The only way to get kicked out of office is with a sex scandal.
anyone ever heard of chinagate? lewinski was just a diversion.
Here’s a justice story from the Center for Constitutional Rights:
“The Louisiana Board that licenses psychologists is facing a growing legal fight over torture and medical care at the infamous Guantanamo and Abu Ghraib prisons.
In 2003, Louisiana psychologist and retired colonel Larry James watched behind a one-way mirror in a U.S. prison camp while an interrogator and three prison guards wrestled a screaming near-naked man on the floor.
The prisoner had been forced into pink women’s panties, lipstick and a wig; the men then pinned the prisoner to the floor in an effort “to outfit him with the matching pink nightgown.” As he recounts in his memoir, Fixing Hell, Dr. James initially chose not to respond.

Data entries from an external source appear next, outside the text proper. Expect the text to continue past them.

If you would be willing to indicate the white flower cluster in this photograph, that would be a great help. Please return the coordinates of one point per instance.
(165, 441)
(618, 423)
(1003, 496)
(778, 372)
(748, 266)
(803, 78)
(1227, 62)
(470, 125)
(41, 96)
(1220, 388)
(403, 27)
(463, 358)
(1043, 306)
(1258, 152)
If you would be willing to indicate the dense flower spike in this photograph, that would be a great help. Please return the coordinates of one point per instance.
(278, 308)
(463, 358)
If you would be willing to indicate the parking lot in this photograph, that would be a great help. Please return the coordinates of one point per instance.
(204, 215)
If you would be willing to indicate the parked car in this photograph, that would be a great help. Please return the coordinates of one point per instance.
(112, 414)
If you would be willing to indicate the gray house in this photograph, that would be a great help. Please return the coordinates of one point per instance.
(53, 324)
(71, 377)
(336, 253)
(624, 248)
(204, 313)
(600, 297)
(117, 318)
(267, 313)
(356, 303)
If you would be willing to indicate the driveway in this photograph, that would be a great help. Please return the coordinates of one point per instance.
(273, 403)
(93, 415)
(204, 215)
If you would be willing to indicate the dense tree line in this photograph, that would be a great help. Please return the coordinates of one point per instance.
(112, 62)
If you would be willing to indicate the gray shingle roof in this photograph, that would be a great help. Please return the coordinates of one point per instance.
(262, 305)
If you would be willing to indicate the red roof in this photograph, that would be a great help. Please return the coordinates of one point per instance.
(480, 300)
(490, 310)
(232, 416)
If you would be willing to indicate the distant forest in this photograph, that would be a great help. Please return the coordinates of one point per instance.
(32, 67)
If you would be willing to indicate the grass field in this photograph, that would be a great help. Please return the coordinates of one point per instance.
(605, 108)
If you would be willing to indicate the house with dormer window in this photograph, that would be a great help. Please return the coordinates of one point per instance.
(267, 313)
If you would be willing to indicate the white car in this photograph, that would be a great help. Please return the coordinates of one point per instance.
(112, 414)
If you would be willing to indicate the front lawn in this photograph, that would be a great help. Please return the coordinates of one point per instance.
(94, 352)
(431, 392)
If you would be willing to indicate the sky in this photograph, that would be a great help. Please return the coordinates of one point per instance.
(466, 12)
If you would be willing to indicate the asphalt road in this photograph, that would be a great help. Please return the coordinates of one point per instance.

He “opened [his] thermos, poured a cup of coffee, and watched the episode play out, hoping it would take a better turn and not wanting to interfere without good reason…”
http://ccrjustice.org/hell-and-dr.-james%3A-when-gitmo-and-abu-ghraib-come-home
Although he claims to eventually find “good reason” to intervene, the Army colonel never reported the incident or even so much as reprimanded men who had engaged in activities that constituted war crimes.”